Again there is a big hello and a warm welcome – we are the first group of ecotourists ever to set out here.

There is a great hustle and bustle from our group, children watching TV, women preparing food, men preparing the rooms and carrying entire bed frames from one room to another for this purpose. The hospitality is overwhelming – we are made to feel at home. At first, conversations don’t really get off the ground in all the hustle and bustle. Hard to tell who is actually staying here and who is a cousin or sister visiting from a neighboring finca.

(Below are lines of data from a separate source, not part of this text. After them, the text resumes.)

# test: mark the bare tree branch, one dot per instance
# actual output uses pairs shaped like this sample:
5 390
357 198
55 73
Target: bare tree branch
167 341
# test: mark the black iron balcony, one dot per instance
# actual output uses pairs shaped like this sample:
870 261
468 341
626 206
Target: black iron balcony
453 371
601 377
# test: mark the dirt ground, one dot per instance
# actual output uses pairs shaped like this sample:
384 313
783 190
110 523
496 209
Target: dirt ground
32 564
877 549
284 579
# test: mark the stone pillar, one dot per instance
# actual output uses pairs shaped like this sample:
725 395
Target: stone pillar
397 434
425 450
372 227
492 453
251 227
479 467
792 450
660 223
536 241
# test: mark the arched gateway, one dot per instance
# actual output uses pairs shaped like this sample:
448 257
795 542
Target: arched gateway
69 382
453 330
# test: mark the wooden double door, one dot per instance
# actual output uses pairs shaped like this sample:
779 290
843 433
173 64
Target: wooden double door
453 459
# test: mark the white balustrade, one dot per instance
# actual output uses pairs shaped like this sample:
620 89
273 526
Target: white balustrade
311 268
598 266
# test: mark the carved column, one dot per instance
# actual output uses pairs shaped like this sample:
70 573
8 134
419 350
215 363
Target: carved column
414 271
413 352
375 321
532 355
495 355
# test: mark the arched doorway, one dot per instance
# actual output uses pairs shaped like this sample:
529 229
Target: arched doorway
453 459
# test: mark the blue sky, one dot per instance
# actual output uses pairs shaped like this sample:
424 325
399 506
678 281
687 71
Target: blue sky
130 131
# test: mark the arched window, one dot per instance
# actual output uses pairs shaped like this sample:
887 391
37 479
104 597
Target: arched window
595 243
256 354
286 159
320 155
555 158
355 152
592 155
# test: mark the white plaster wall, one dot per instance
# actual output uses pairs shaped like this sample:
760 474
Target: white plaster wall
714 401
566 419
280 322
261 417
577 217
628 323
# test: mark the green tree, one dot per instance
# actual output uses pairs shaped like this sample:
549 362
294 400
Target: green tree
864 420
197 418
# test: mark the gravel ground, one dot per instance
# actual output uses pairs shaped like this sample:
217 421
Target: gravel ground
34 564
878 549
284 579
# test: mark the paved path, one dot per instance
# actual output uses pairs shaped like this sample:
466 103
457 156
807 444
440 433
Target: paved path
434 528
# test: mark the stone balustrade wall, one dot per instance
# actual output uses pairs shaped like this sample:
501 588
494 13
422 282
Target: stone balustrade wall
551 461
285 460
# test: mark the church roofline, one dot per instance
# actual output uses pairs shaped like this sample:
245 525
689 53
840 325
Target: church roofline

Hanging bird nests of cacique birds in the evening light.

Tables are placed and chairs are moved – plastic chairs that would have long since ended up in the bulky waste at our place, which have been repaired with wire and are thus absolutely functional again.

We all somehow admire the simplicity of this life, where such very different things count. Here it is more important to be with family, to spend time together, to master daily tasks together, than to have the perfectly furnished kitchen or the most beautiful dining table. And for a romantically-enlightened moment, it seems like paradise on earth. In harmony with nature, with the position of the sun and the seasons. Rising early in the morning when the rooster crows. Harvesting coffee when it is ripe. Sitting at the table with the family and eating vegetables and fruits that you have grown yourself.

But then reality catches up with me again: for the children, that means a 45-minute walk to school uphill, downhill, in all kinds of weather. For the sick, it means a ride on a mule in an emergency and then a ride by car to the nearest doctor or hospital – or usually simply: no adequate medical care.

A life from day to day with dependence on the weather, the harvest, the world market price. The latter fortunately mattering less, through the membership in the cooperative “Red Ecolsierra”. And ultimately through our consumption of fair and directly traded coffee. But absolute freedom also looks different!

Dinner with our hosts at Finca Buenos Aires.

While I’m lost in my thoughts, the table is set for the first round – there’s not enough room for everyone at once, so we eat in stages. There is, as so often in recent days, a soup, then meat, salad, rice and fried plantain.

The rest of the group, which has no place at the table, sits on coffee bags, on the little wall that separates the porch from the garden, on the floor and on more chairs. I try to engage or involve the more reserved of our hosts in conversation by asking questions. At the beginning, things are a bit slow – we are probably all a bit tired from the (for us) unusually long walk. The language barrier is again an issue. But in the end, at least some intercultural conversations take place before we all fall dead tired into our beds.